Because of that, I take power issues very seriously. I make a point of asking hosting providers and data centers about their power arrangements. I try to make sure my data centers have redundant power to each rack, and generators that are tested regularly. But I also assume that losing power is a matter of "when," not "if." That means making sure I’ve got good external communication channels to keep clients up-to-date, and it means making sure I can recover quickly after the lights come back on.
Speaking of lights coming back on… take a look at Rackspace’s play-by-play last night:
UPDATE: As of 1:15am CST, Rackspace Cloud engineers have identified that a Rackspace data center maintenance issue has caused residual intermittent power connectivity to our Cloud Sites system. […]
UPDATE: As of 1:30am CST, service has been restored to the majority of our technology clusters in our WC2 cluster. […]
UPDATE: As of 2:00am CST, we are still trouble shooting […]
UPDATE: As of 2:30am CST, […]
UPDATE: As of 4:20am CST, we are seeing a few residual issues […]
UPDATE: As of 4:27am CST, engineers corrected the outstanding residual issues and have once again fully restored service.
Hang on - I thought the post-mortem said that the PDUs were only down for 5 minutes? How’d a five minute power outage turn into over 3 hours of downtime (for some customers)?
This leads us to a corollary to this lesson:
Reboots must be automatic
If you accept the argument that power-related downtime is inevitable, then it stands to reason that you’ve got to be absolutely sure that your machines boot cleanly, and that all required services come up when they do.
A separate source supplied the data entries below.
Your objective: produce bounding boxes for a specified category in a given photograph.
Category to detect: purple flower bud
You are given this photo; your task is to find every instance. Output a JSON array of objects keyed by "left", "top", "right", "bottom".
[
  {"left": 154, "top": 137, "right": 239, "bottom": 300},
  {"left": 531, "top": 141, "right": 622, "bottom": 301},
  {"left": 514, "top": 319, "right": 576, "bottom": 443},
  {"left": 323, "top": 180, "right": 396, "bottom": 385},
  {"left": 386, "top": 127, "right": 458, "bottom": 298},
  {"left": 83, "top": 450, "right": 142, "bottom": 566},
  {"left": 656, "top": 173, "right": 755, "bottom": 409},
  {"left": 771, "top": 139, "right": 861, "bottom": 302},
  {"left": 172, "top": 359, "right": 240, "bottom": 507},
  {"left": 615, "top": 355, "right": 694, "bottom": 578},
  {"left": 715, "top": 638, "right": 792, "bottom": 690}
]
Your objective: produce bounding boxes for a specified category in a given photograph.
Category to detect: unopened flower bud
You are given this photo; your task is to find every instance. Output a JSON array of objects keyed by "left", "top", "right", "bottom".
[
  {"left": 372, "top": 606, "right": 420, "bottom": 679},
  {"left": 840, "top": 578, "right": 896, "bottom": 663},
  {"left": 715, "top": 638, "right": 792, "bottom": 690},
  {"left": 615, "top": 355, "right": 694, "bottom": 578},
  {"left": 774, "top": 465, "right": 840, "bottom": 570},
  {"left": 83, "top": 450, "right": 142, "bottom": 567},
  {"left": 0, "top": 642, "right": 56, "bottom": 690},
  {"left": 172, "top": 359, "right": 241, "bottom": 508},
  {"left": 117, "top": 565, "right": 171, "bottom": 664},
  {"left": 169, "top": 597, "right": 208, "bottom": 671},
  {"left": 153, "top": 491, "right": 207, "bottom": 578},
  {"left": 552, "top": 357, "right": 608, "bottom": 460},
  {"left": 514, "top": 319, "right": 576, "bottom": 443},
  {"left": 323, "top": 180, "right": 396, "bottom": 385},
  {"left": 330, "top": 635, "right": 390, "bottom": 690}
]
I know, I know, we all like to brag about our uptime. Unfortunately, the only way to know that your machines boot correctly is to try it. It’s time to make a high uptime a mark of shame, not a badge of honor.
Good data centers fall over to backup power every week or so; it’s a similar good practice to regularly reboot machines. Forcing a sudden reboot will cleanly test your fallover solution — you’ve got fallover mechanisms for your machines, right? Plus, you’ll know that a five minute power outage won’t turn into 3 hours of debugging.
Finally, one last corollary:
Five nines is impossible
Really. It’s just not going to happen. If your SLA guarantees five nines you might as well set aside the penalty money from day one; you’ll be paying out sooner or later.
Think about it: 99.999% uptime translates to only 26 seconds of downtime in a month. Even if your machines boot perfectly ever time, the’ll never recover from even a split second of power loss. No cluster I’ve seen can boot in under 26 seconds.
You will lose power, so be prepared.